Monthly Planning Exports and Review Cadence
The calculator spreads estimated out-of-pocket across twelve months for planning and charts the cumulative total. If net premium is 621 and annual out-of-pocket is 4,560, the medical portion averages 380 monthly and the planning total averages 1,001. Use CSV to compare multiple plan designs side by side, and PDF for sharing assumptions. Recheck inputs after life events and renewals. For best accuracy, update visit counts with recent claims, verify whether copays bypass the deductible for specific services, and note any separate pharmacy deductible or specialist coinsurance in plan documents before enrolling yearly.
FAQs
1) What does “allowed cost” mean?
Allowed cost is the negotiated amount used for benefits. It often differs from billed charges and can vary by provider, network tier, and contracted rates.
2) Why is out-of-pocket capped?
The estimate applies the plan out-of-pocket maximum. Once member spending reaches that limit, additional covered costs are treated as plan paid in this simplified model.

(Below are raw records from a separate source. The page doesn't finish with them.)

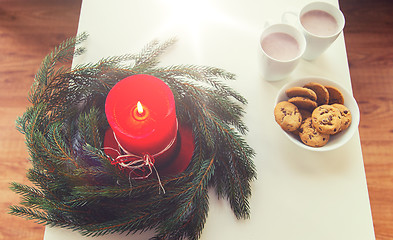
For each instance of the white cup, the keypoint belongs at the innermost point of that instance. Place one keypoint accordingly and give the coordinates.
(321, 24)
(282, 46)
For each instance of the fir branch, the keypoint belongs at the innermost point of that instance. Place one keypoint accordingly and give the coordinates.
(77, 187)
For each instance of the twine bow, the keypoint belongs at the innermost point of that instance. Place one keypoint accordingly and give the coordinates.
(144, 164)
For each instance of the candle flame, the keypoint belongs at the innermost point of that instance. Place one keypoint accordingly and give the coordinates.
(139, 107)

3) How should I set visit counts?
Use last year’s claims, then adjust for known changes like new medications, planned procedures, pregnancy, or specialist referrals. Conservative inputs help avoid underestimating annual exposure.
4) Can I model a fixed employer stipend?
Yes. Choose fixed support and enter the monthly amount. The calculator automatically limits support so it cannot exceed the gross premium for that month.
5) Do copays always bypass the deductible?
Not always. This estimator subtracts copays before applying the deductible, but some plans apply deductible rules differently by service category. Check your plan’s summary for the exact behavior.
6) What are CSV and PDF best for?
CSV is ideal for comparing multiple plans in a spreadsheet. PDF is better for sharing a single plan’s assumptions and results with family members or an advisor.